By Uloop Writer on March 25, 2013

If you haven’t been friend zoned, you must be foxier than Megan Fox.

That’s inaccurate, actually, because friend zoning isn’t all about looks. You can get thrown into the friend zone like a dirty pair of underwear into the hamper for a variety of reasons. It could be your political views, your religious beliefs, or your infatuation with the word “like.”

Courtesy of Flickr.com and “a hundred visions and revisions.”

For whatever the reason, friend zoning someone is an art. To be done well, it requires thoughtful consideration of the other person’s feelings, especially if you’ve already gone on a few dates. You went on those dates to get to know the person, but now that you do, you’re no longer attracted. This is normal and nothing to feel bad about, but it’s best to end things sooner rather than later.

It’s time to friend zone.

What’s the best way to do this, you might ask. Luckily for you, I’ve conducted research on the subject that dates back hundreds, nay, thousands of years, from Hercules friend zoning Meg because she took too much time away from his bicep curls, to Queen Elizabeth friend zoning all suitors because, well, she had a deathly fear of penises.

As a result of my arduous studying, I can confidently say I’ve become a friend-zone expert. Here are the best ways to gracefully reject a person and put him or her in the friend zone.

1) Create an elaborate riddle for the person, complete with clues that lead to more clues. Make it difficult to solve, but not so difficult that it’s unsolvable. The last clue will lead to a Hallmark card. Be sure to buy a stupid one, something like, “A friend is someone you can share anything with, whether it’s your darkest secret, your forbidden crush, or… (open card) that piece of cake!” Write this message in the card, “I know it’s not your birthday, but I wanted you to know how much I cherish our FRIENDSHIP.”

2) Go bowling for your next date. Nothing says friend like wearing those clownish shoes, awkwardly heaving that heavy ball, and slipping along on a waxed floor. Make sure to high-five your date after each turn. At the end of the round, say, “I’m so glad we did this! None of my other friends ever want to bowl with me!”

3) Play Monopoly with the person. Make sure it’s just the two of you, and that the game lasts at least three hours. Be fiercely competitive. If you have the Park Place card and she has Boardwalk, don’t accept any of her trade proposals. Dates play board games to lose. Friends play board games to friggin’ conquer.

4) Watch “My Best Friend’s Wedding” and “Friends” in the same day. Be sure to emphasize how you two are just like the characters with platonic relationships.

5) Do homework together. If you can focus (or at least feign focus) on the Encyclopedia of 20th-Century  Architecture while she is in the same room, you’re sure to get your point across.

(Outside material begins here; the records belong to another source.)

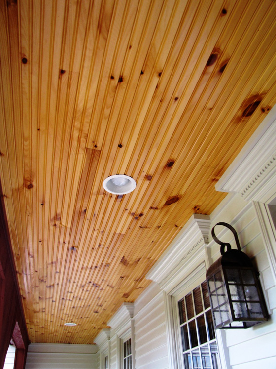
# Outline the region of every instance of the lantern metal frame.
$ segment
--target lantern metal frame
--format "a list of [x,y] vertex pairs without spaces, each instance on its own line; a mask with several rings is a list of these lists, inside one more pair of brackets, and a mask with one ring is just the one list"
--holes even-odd
[[[232,231],[237,249],[232,249],[229,243],[217,238],[214,233],[217,225],[224,226]],[[259,273],[255,271],[249,256],[241,250],[235,229],[220,222],[213,227],[211,234],[221,245],[221,254],[206,273],[215,329],[248,328],[267,321],[269,315]]]

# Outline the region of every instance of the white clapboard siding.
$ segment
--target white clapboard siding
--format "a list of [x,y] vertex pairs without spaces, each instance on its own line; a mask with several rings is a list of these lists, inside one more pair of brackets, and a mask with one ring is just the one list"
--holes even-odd
[[26,369],[91,369],[97,368],[95,354],[29,353]]
[[159,293],[135,316],[135,368],[169,368],[163,296]]
[[[226,345],[228,348],[231,369],[276,369],[276,287],[268,256],[261,234],[257,214],[252,204],[243,201],[238,195],[211,218],[211,227],[220,221],[234,226],[238,233],[242,251],[252,258],[260,273],[260,279],[271,313],[268,322],[247,329],[226,330]],[[237,201],[238,199],[238,201]],[[230,214],[230,215],[229,215]],[[231,231],[215,233],[219,239],[235,245]],[[211,241],[210,247],[213,262],[220,256],[219,246]]]
[[117,368],[117,338],[116,336],[111,339],[110,369]]
[[15,346],[11,345],[9,346],[6,355],[6,359],[5,360],[3,369],[13,369],[16,349]]
[[96,369],[93,345],[31,344],[26,369]]

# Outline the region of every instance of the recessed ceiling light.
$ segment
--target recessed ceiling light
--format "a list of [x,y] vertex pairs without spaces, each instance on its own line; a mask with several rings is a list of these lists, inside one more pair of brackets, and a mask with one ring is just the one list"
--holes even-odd
[[123,195],[133,191],[136,187],[136,182],[128,175],[116,174],[105,179],[103,185],[105,190],[111,194]]

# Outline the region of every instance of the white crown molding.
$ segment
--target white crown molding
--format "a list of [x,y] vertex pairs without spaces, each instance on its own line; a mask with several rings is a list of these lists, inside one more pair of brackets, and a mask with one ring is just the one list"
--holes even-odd
[[108,322],[108,325],[114,329],[119,337],[130,329],[134,308],[133,302],[124,302]]
[[30,343],[28,352],[43,352],[58,354],[96,354],[97,345],[81,345],[72,343]]
[[108,348],[108,341],[110,339],[110,328],[104,328],[94,340],[98,345],[99,350],[103,352]]
[[198,262],[196,255],[209,242],[210,226],[208,215],[193,214],[146,278],[157,282],[162,289],[170,291],[181,281],[187,262],[193,264]]
[[276,197],[276,106],[217,183],[217,191],[268,204]]

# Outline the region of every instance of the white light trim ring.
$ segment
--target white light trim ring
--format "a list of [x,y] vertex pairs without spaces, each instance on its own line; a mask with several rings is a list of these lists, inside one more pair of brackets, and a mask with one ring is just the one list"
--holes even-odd
[[128,175],[116,174],[105,179],[103,185],[108,192],[115,195],[124,195],[133,191],[136,187],[136,182]]

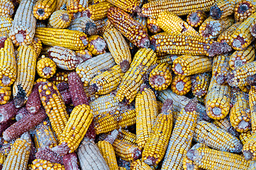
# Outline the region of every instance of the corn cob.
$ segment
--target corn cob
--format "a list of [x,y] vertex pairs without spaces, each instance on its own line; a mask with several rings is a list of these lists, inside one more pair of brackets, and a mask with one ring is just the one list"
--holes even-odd
[[56,2],[55,0],[38,0],[33,10],[35,18],[39,20],[48,18],[55,9]]
[[26,132],[16,140],[3,165],[3,170],[26,170],[30,152],[31,140]]
[[78,30],[53,28],[37,28],[35,37],[47,45],[58,45],[73,50],[85,49],[88,44],[87,36]]
[[205,38],[214,39],[234,23],[233,17],[215,20],[208,17],[199,28],[200,35]]
[[245,170],[249,167],[249,162],[247,162],[242,155],[208,147],[190,149],[187,155],[200,168],[209,170]]
[[14,13],[14,6],[10,0],[0,1],[0,16],[11,18]]
[[21,108],[32,91],[37,55],[31,46],[21,46],[18,52],[17,79],[13,84],[13,94],[15,106]]
[[199,33],[176,14],[165,11],[159,13],[157,23],[169,34],[199,35]]
[[201,98],[207,94],[210,77],[209,72],[191,76],[191,91],[196,97]]
[[[196,125],[196,102],[190,100],[176,120],[169,139],[162,169],[180,169],[192,142]],[[180,135],[180,134],[183,134]]]
[[76,71],[84,82],[84,86],[88,86],[95,76],[101,74],[103,69],[108,69],[114,64],[112,55],[110,52],[106,52],[78,64]]
[[143,26],[123,10],[111,7],[108,11],[111,23],[131,42],[138,47],[148,47],[150,40]]
[[[108,20],[106,22],[108,21]],[[103,38],[105,39],[116,63],[120,65],[123,72],[126,72],[131,62],[131,55],[123,35],[118,30],[113,28],[106,30],[103,34]]]
[[191,76],[174,76],[171,84],[171,89],[174,94],[179,96],[184,96],[189,92],[191,87]]
[[206,113],[212,119],[223,119],[230,110],[230,87],[211,78],[206,98]]
[[187,18],[187,22],[192,27],[199,27],[206,19],[206,15],[201,10],[191,11]]
[[16,79],[16,61],[13,45],[7,35],[0,33],[0,86],[10,86]]
[[207,55],[213,57],[231,51],[226,42],[206,40],[200,36],[159,33],[150,38],[150,48],[170,55]]
[[64,101],[56,86],[52,83],[42,82],[38,87],[38,91],[52,128],[57,135],[58,141],[60,141],[69,118]]
[[16,46],[30,45],[35,34],[36,19],[33,16],[35,0],[22,1],[15,15],[9,36]]
[[187,15],[194,10],[202,10],[207,12],[209,11],[214,1],[214,0],[204,0],[203,1],[191,1],[189,0],[154,1],[143,6],[141,15],[157,18],[159,13],[165,11],[172,12],[177,16]]
[[250,26],[253,27],[252,23],[255,18],[256,13],[251,15],[233,33],[230,42],[233,49],[236,50],[245,50],[255,40],[252,33],[250,33],[252,32],[250,31]]
[[130,69],[126,72],[116,94],[116,98],[122,101],[124,98],[130,103],[137,94],[143,83],[142,76],[149,67],[155,63],[156,56],[153,50],[141,48],[135,55]]
[[48,23],[55,28],[66,28],[70,25],[71,20],[72,16],[66,10],[57,10],[50,16]]

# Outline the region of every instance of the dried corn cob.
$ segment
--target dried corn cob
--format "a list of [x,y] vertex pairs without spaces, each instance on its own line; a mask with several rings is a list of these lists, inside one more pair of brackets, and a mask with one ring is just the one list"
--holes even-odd
[[76,71],[84,82],[84,86],[88,86],[95,76],[101,74],[103,69],[108,69],[114,64],[112,55],[110,52],[106,52],[78,64]]
[[22,1],[15,15],[9,36],[16,46],[30,45],[35,34],[36,19],[33,16],[35,0]]
[[211,78],[206,98],[206,113],[212,119],[223,119],[230,110],[230,87]]
[[207,55],[213,57],[231,51],[226,42],[206,40],[200,36],[159,33],[150,38],[150,47],[170,55]]
[[108,18],[131,42],[138,47],[148,47],[150,40],[143,26],[123,10],[111,7]]
[[84,50],[88,44],[87,35],[78,30],[37,28],[35,37],[39,38],[43,44],[59,45],[73,50]]
[[[196,125],[196,102],[190,100],[181,111],[174,127],[162,169],[180,169],[183,158],[190,147]],[[184,135],[180,135],[184,134]]]
[[52,83],[42,82],[38,87],[38,91],[52,128],[57,135],[58,141],[60,141],[69,118],[64,101],[56,86]]
[[171,84],[171,89],[174,94],[179,96],[184,96],[189,92],[191,87],[191,76],[174,76]]
[[126,97],[128,103],[133,101],[143,83],[142,76],[155,60],[155,54],[151,49],[141,48],[136,52],[120,84],[116,94],[117,100],[122,101]]
[[[106,22],[108,21],[108,20]],[[103,34],[103,38],[105,39],[116,63],[120,65],[123,72],[126,72],[131,62],[131,56],[129,47],[123,35],[118,30],[113,28],[106,30]]]
[[197,9],[207,12],[214,1],[213,0],[204,0],[203,1],[191,1],[189,0],[154,1],[143,6],[141,14],[146,17],[157,18],[159,13],[165,11],[174,13],[177,16],[187,15]]
[[48,18],[55,9],[56,2],[55,0],[38,0],[33,7],[35,18],[39,20]]
[[234,23],[233,17],[215,20],[208,17],[199,28],[200,35],[205,38],[214,39]]
[[199,35],[199,33],[174,13],[165,11],[159,13],[157,25],[169,34]]
[[32,46],[21,46],[17,55],[17,79],[13,86],[14,104],[23,106],[30,94],[35,79],[36,58]]
[[52,13],[48,22],[52,28],[66,28],[70,25],[71,20],[72,16],[66,10],[57,10]]

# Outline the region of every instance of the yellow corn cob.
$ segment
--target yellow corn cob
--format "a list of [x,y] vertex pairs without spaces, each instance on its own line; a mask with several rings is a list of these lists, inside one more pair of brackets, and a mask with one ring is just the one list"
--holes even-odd
[[191,149],[187,157],[200,168],[209,170],[247,169],[249,162],[243,156],[208,147]]
[[108,69],[114,64],[112,55],[110,52],[106,52],[78,64],[76,71],[84,82],[84,86],[88,86],[95,76],[101,74],[103,69]]
[[180,76],[211,71],[212,60],[207,57],[182,55],[173,61],[172,70]]
[[229,66],[232,69],[243,66],[247,62],[252,62],[255,57],[255,51],[253,45],[247,49],[234,52],[229,59]]
[[183,159],[191,146],[198,114],[196,102],[190,100],[176,120],[162,169],[181,169]]
[[71,23],[72,16],[66,10],[55,11],[49,18],[49,24],[55,28],[66,28]]
[[256,18],[256,13],[251,15],[231,35],[231,45],[236,50],[246,49],[250,44],[255,40],[255,38],[250,33],[250,28],[252,26]]
[[192,27],[200,26],[206,19],[206,14],[201,10],[191,11],[187,18],[187,22]]
[[171,84],[171,89],[174,94],[179,96],[184,96],[189,92],[191,87],[191,76],[174,76]]
[[201,98],[207,94],[210,77],[209,72],[191,76],[191,91],[196,97]]
[[199,35],[199,33],[174,13],[165,11],[160,13],[157,25],[166,33],[180,35]]
[[9,36],[16,46],[30,45],[35,34],[36,19],[33,16],[35,0],[22,1],[16,13]]
[[[106,22],[109,22],[108,20]],[[115,62],[120,65],[122,72],[126,72],[131,62],[131,55],[128,45],[121,34],[115,28],[108,29],[103,33],[108,50]]]
[[73,50],[84,50],[88,44],[87,35],[78,30],[37,28],[35,37],[38,38],[43,44],[58,45]]
[[38,91],[52,128],[57,135],[58,141],[60,141],[69,118],[64,101],[57,88],[52,83],[41,83]]
[[14,104],[22,107],[32,91],[37,55],[32,46],[21,46],[17,55],[17,79],[13,86]]
[[16,60],[11,40],[0,33],[0,86],[9,86],[16,79]]
[[206,98],[206,113],[212,119],[223,119],[230,110],[230,87],[211,78]]
[[3,170],[26,170],[30,152],[31,140],[28,132],[15,140],[3,165]]
[[189,0],[160,0],[145,4],[141,8],[141,14],[144,16],[157,18],[159,13],[168,11],[177,16],[184,16],[190,12],[200,9],[209,11],[215,0],[204,0],[191,1]]
[[92,79],[90,81],[91,89],[98,95],[107,94],[116,89],[123,75],[120,66],[115,65]]
[[143,84],[143,76],[155,63],[156,56],[151,49],[141,48],[135,55],[130,69],[126,72],[116,94],[116,98],[122,101],[125,98],[131,103]]
[[35,18],[39,20],[48,18],[56,8],[56,2],[55,0],[38,0],[33,7]]
[[205,38],[214,39],[234,23],[233,17],[226,17],[215,20],[208,17],[199,28],[199,33]]

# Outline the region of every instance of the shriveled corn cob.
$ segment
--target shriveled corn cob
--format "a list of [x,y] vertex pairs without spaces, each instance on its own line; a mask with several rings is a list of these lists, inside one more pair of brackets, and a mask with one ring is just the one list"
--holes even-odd
[[88,86],[95,76],[101,74],[103,69],[108,69],[114,64],[112,55],[110,52],[106,52],[78,64],[76,71],[84,82],[84,86]]
[[213,57],[231,51],[226,42],[206,40],[200,36],[159,33],[150,38],[150,47],[170,55],[207,55]]
[[[108,20],[106,22],[109,22]],[[128,44],[123,35],[118,30],[113,28],[106,30],[103,33],[103,38],[106,40],[116,63],[120,65],[123,72],[126,72],[131,62],[131,55]]]
[[173,61],[172,71],[180,76],[211,71],[212,60],[207,57],[182,55]]
[[187,15],[196,9],[207,12],[214,1],[213,0],[204,0],[203,1],[191,1],[189,0],[154,1],[143,6],[141,14],[144,16],[157,18],[159,13],[165,11],[174,13],[177,16]]
[[174,94],[184,96],[189,92],[191,87],[191,76],[174,76],[171,84],[171,89]]
[[33,7],[35,18],[39,20],[48,18],[56,8],[56,2],[55,0],[38,0]]
[[[180,169],[189,150],[196,125],[196,102],[190,100],[176,120],[162,169]],[[181,134],[182,134],[181,135]]]
[[111,7],[108,18],[111,23],[131,42],[138,47],[148,47],[150,40],[144,27],[123,10]]
[[71,20],[72,16],[66,10],[57,10],[52,13],[48,22],[52,28],[66,28],[70,25]]
[[17,79],[13,86],[14,104],[22,107],[30,94],[35,75],[35,51],[32,46],[21,46],[17,55]]
[[209,170],[245,170],[249,167],[249,162],[246,161],[242,155],[218,151],[208,147],[190,149],[187,155],[199,167]]
[[9,36],[16,46],[30,45],[35,34],[36,19],[33,16],[35,0],[22,1],[15,15]]
[[199,28],[200,35],[205,38],[214,39],[234,23],[233,17],[215,20],[208,17]]
[[165,11],[159,13],[157,25],[169,34],[199,35],[199,33],[174,13]]
[[35,37],[47,45],[59,45],[73,50],[85,49],[88,44],[87,36],[78,30],[53,28],[37,28]]
[[124,98],[131,103],[143,84],[143,76],[150,67],[155,63],[156,56],[151,49],[141,48],[135,55],[130,69],[126,72],[119,89],[116,98],[122,101]]

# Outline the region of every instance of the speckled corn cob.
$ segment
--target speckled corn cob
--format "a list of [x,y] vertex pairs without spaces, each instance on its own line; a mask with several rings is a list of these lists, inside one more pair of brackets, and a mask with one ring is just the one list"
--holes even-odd
[[23,106],[30,94],[35,75],[35,51],[32,46],[21,46],[17,55],[17,78],[13,86],[14,104]]
[[84,86],[87,86],[91,79],[101,74],[103,69],[108,69],[114,64],[115,61],[112,55],[110,52],[106,52],[78,64],[76,71],[84,82]]
[[190,12],[200,9],[208,11],[215,1],[204,0],[191,1],[189,0],[161,0],[145,4],[141,8],[141,14],[144,16],[157,18],[159,13],[169,11],[177,16],[187,15]]
[[223,119],[230,110],[230,87],[211,78],[206,98],[206,113],[212,119]]
[[69,26],[71,20],[72,16],[66,10],[57,10],[50,15],[48,22],[52,28],[65,28]]
[[[180,169],[192,142],[198,113],[196,102],[190,100],[176,120],[162,169]],[[181,135],[181,134],[184,134]]]
[[148,47],[150,40],[144,27],[123,10],[111,7],[108,18],[111,23],[131,42],[138,47]]
[[87,35],[78,30],[37,28],[35,37],[39,38],[43,44],[58,45],[73,50],[84,50],[88,44]]
[[38,0],[33,7],[35,18],[39,20],[48,18],[55,9],[56,2],[55,0]]
[[113,28],[106,30],[103,34],[103,38],[106,40],[116,63],[120,65],[123,72],[126,72],[131,62],[131,55],[123,35],[115,28]]
[[165,11],[160,13],[157,25],[169,34],[199,35],[199,33],[174,13]]
[[199,28],[200,35],[205,38],[214,39],[234,23],[233,17],[215,20],[208,17]]
[[30,152],[31,140],[26,132],[16,140],[3,165],[3,170],[26,170]]
[[7,35],[0,33],[0,86],[9,86],[16,79],[16,60],[13,45]]
[[52,83],[42,82],[38,87],[38,91],[52,128],[57,135],[58,141],[60,141],[69,118],[64,101],[56,86]]
[[143,84],[142,76],[150,67],[155,63],[156,56],[151,49],[141,48],[135,55],[130,69],[126,72],[116,94],[116,98],[122,101],[125,98],[130,103]]
[[231,51],[226,42],[206,40],[200,36],[159,33],[150,38],[150,47],[170,55],[207,55],[213,57]]
[[22,1],[15,15],[9,36],[16,46],[29,45],[35,34],[36,19],[33,16],[35,0]]

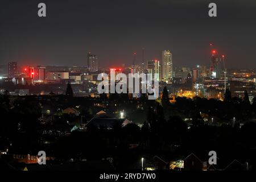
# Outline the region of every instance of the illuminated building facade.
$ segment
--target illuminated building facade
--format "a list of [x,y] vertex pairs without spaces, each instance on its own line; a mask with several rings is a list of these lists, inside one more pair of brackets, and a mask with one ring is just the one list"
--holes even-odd
[[162,78],[170,81],[173,77],[172,53],[168,50],[162,52]]

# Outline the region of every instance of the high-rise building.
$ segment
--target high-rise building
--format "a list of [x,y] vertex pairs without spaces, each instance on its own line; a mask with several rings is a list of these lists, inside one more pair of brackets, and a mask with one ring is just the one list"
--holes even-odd
[[46,80],[46,67],[38,66],[36,68],[36,81]]
[[202,82],[202,70],[201,67],[197,65],[196,68],[193,69],[193,82]]
[[147,72],[152,74],[152,80],[159,81],[160,75],[160,67],[159,60],[151,60],[147,61]]
[[9,78],[15,78],[18,75],[17,62],[9,62],[8,63],[8,76]]
[[162,78],[171,81],[172,78],[172,54],[168,50],[162,52]]
[[221,77],[222,66],[221,59],[217,55],[217,51],[212,51],[212,65],[210,71],[212,71],[212,77],[220,78]]
[[88,53],[88,70],[91,72],[98,71],[98,57]]
[[87,53],[87,68],[88,70],[90,69],[90,56],[91,56],[90,52]]

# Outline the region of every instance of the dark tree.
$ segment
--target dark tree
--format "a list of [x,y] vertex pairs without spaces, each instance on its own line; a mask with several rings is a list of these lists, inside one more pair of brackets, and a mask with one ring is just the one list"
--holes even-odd
[[71,84],[70,82],[68,82],[68,85],[66,90],[66,96],[69,98],[72,98],[73,96],[73,89],[71,87]]

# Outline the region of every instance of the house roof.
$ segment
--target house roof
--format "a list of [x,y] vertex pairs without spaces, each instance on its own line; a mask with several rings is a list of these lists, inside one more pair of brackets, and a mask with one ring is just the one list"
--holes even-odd
[[69,113],[77,113],[78,111],[76,109],[73,107],[68,107],[66,109],[63,110],[62,112],[63,113],[69,114]]
[[88,127],[92,126],[96,126],[97,128],[105,127],[106,129],[113,129],[115,125],[121,125],[122,126],[125,126],[126,125],[131,123],[127,119],[118,118],[104,118],[96,117],[92,118],[86,124],[86,127]]
[[195,155],[194,154],[194,153],[191,153],[191,154],[190,154],[189,155],[188,155],[188,156],[187,157],[187,158],[185,158],[185,159],[184,159],[184,160],[185,160],[186,159],[187,159],[188,158],[189,158],[189,157],[191,157],[191,156],[195,156],[196,159],[197,159],[200,162],[202,162],[201,160],[201,159],[199,159],[196,155]]
[[96,115],[104,114],[106,114],[106,113],[105,111],[104,111],[104,110],[101,110],[100,112],[98,112],[96,114]]
[[238,166],[242,167],[242,164],[237,159],[235,159],[232,161],[229,165],[228,165],[228,166],[226,167],[223,170],[228,169],[229,168],[232,168],[232,166],[236,166],[236,165],[238,165]]

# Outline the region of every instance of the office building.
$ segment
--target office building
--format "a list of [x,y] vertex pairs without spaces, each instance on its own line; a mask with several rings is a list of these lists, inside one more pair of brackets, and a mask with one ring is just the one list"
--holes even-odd
[[170,81],[173,77],[172,54],[168,50],[162,52],[162,78]]
[[18,76],[17,62],[9,62],[8,63],[8,77],[15,78]]

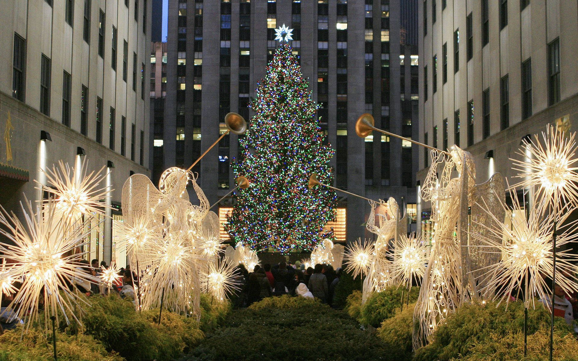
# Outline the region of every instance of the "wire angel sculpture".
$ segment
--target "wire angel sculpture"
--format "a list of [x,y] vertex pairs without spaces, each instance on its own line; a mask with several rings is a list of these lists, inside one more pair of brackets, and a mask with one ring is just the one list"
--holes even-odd
[[[388,256],[391,255],[389,254],[398,237],[398,232],[402,229],[399,224],[402,221],[399,207],[393,198],[390,197],[387,202],[380,200],[380,213],[376,214],[377,202],[371,201],[369,204],[371,211],[365,226],[369,232],[377,236],[377,239],[373,244],[373,257],[367,280],[364,283],[362,303],[365,302],[372,292],[381,292],[393,284],[394,279],[391,272],[392,259]],[[376,217],[378,218],[377,225],[375,223]]]
[[[414,349],[427,343],[429,335],[449,312],[469,297],[477,296],[477,285],[469,273],[473,267],[477,270],[490,261],[467,247],[468,209],[475,198],[486,197],[488,189],[499,189],[502,179],[497,173],[487,184],[476,185],[471,154],[455,146],[447,158],[436,151],[431,154],[432,165],[420,196],[432,203],[433,235],[414,311],[417,322],[413,337]],[[441,178],[438,178],[437,168],[442,163]],[[453,177],[454,171],[457,177]],[[501,189],[503,192],[503,187]],[[475,214],[473,208],[472,212],[472,218],[479,213]],[[475,266],[472,259],[476,259]]]
[[[189,182],[198,206],[189,200]],[[167,309],[190,310],[199,317],[201,272],[214,257],[209,254],[220,247],[213,230],[206,229],[203,238],[202,221],[208,212],[209,202],[192,172],[169,168],[158,189],[144,174],[133,174],[125,182],[123,214],[129,235],[127,254],[142,288],[139,307],[154,307],[164,299]]]
[[[552,238],[554,214],[548,212],[547,201],[542,199],[529,210],[527,219],[517,219],[511,215],[513,210],[523,209],[516,189],[510,189],[512,206],[503,202],[500,207],[508,215],[504,222],[495,215],[495,209],[485,203],[482,207],[488,217],[494,219],[491,226],[482,225],[485,232],[472,233],[471,236],[482,243],[479,247],[486,252],[497,252],[501,259],[486,267],[479,277],[486,285],[480,291],[488,298],[505,301],[510,296],[521,297],[526,308],[535,308],[535,297],[547,300],[551,292],[544,276],[552,274],[553,267]],[[482,202],[483,200],[482,200]],[[566,209],[568,207],[566,207]],[[563,222],[571,212],[564,212]],[[578,225],[576,221],[564,226],[558,236],[557,247],[577,240]],[[497,252],[494,251],[497,250]],[[578,269],[575,263],[578,257],[569,250],[558,251],[556,255],[556,284],[566,292],[578,291]]]
[[331,240],[324,239],[311,251],[310,261],[316,265],[331,265],[334,269],[341,267],[343,261],[344,248],[341,244],[335,244]]

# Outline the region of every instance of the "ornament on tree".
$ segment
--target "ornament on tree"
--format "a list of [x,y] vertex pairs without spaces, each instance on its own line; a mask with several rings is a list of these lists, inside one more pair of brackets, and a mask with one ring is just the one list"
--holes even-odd
[[[277,39],[291,40],[291,30],[281,27]],[[298,57],[282,43],[257,87],[250,104],[255,115],[239,140],[242,155],[231,166],[235,176],[246,177],[251,186],[234,196],[226,230],[254,251],[313,249],[321,241],[320,230],[334,217],[335,192],[307,188],[313,173],[333,183],[329,161],[334,154],[323,143],[315,117],[318,106],[307,87]]]

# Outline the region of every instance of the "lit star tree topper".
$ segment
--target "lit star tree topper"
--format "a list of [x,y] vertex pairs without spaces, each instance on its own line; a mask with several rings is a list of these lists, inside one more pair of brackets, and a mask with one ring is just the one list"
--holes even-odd
[[255,116],[232,164],[235,177],[246,177],[251,187],[234,196],[227,230],[255,251],[312,249],[334,217],[335,192],[307,187],[313,173],[333,184],[329,162],[334,154],[324,143],[308,85],[297,56],[281,43],[258,84],[250,105]]
[[293,40],[292,31],[292,29],[290,29],[284,24],[279,29],[275,29],[275,40],[288,43],[289,40]]

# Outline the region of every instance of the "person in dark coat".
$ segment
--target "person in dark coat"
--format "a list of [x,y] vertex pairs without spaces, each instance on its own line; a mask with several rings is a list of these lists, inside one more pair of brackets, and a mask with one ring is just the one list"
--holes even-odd
[[250,306],[253,302],[259,300],[259,295],[261,293],[261,285],[259,282],[260,277],[257,274],[257,271],[259,268],[259,266],[255,266],[254,271],[249,273],[246,290],[247,292],[247,307]]
[[273,270],[273,277],[275,279],[275,286],[273,295],[281,296],[287,293],[289,291],[288,285],[291,280],[291,276],[289,274],[285,262],[279,263],[279,269]]
[[339,278],[341,278],[341,274],[342,273],[343,270],[340,267],[337,269],[337,272],[335,274],[336,277],[329,285],[329,304],[333,304],[333,298],[335,295],[335,288],[337,286],[337,284],[339,282]]
[[309,284],[309,277],[310,277],[311,275],[313,274],[313,267],[307,267],[307,270],[305,270],[305,274],[303,275],[303,277],[305,278],[306,285]]
[[316,298],[321,299],[321,302],[326,303],[329,293],[327,286],[327,277],[321,273],[323,266],[320,263],[315,265],[315,270],[311,277],[309,278],[309,284],[307,288],[313,296]]
[[265,270],[260,268],[255,272],[255,274],[259,281],[259,300],[262,300],[266,297],[269,297],[272,294],[271,291],[271,285],[269,284],[269,280],[265,274]]
[[269,280],[269,284],[271,286],[271,288],[275,286],[275,278],[273,277],[273,273],[271,273],[271,265],[269,263],[265,263],[263,265],[263,269],[265,269],[265,274],[267,276],[267,279]]

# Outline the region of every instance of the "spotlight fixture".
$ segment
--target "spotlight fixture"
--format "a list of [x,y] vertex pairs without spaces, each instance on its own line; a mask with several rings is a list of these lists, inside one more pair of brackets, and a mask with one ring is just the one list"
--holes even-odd
[[49,140],[52,142],[52,138],[50,137],[50,133],[46,131],[40,131],[40,140]]

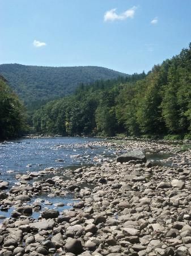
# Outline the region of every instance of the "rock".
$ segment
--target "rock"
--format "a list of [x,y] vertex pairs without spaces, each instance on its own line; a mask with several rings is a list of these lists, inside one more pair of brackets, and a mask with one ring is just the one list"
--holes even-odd
[[79,255],[83,251],[81,241],[77,239],[67,238],[65,248],[66,251]]
[[31,223],[29,226],[31,229],[53,229],[55,226],[55,222],[53,220],[43,220]]
[[62,207],[65,206],[65,204],[63,203],[56,203],[56,204],[54,204],[54,205],[56,207]]
[[66,232],[72,232],[73,234],[75,234],[77,236],[81,236],[83,233],[83,228],[81,225],[74,225],[74,226],[69,226]]
[[72,185],[70,187],[69,187],[69,189],[70,191],[79,191],[80,190],[80,187],[77,185]]
[[43,241],[42,242],[42,245],[48,249],[49,249],[50,248],[55,248],[55,243],[50,240],[46,240]]
[[44,218],[46,219],[48,218],[56,218],[58,217],[60,215],[60,213],[58,210],[49,209],[47,210],[45,210],[42,212],[41,216],[42,218]]
[[55,184],[55,181],[54,180],[52,180],[52,179],[48,179],[48,180],[46,180],[45,181],[46,183],[49,183],[51,185],[54,185]]
[[30,201],[31,197],[27,195],[23,194],[15,196],[15,199],[16,201]]
[[35,242],[35,237],[33,236],[30,236],[29,237],[27,237],[27,238],[26,240],[26,243],[30,244],[30,243],[33,243]]
[[43,246],[37,246],[36,251],[43,255],[48,254],[48,251]]
[[164,228],[159,223],[155,223],[154,224],[151,224],[153,231],[156,231],[158,232],[162,232],[164,230]]
[[173,188],[181,189],[184,186],[184,183],[179,180],[173,180],[171,181],[171,186]]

6) Work on your fitness with her at your nearby recreation center. You have two options for this one: lag so far behind that she wonders if this is the first time you’ve worked out, or embarrass her with a tireless regimen. Be sure to sweat profusely for either option. Friends sweat together at the gym. Lovers sweat together not at the gym.

Friend zoning someone is a tough thing to do. Hopefully these will allow you to avoid simply telling the person you only want to be friends–nothing is more cliche than that.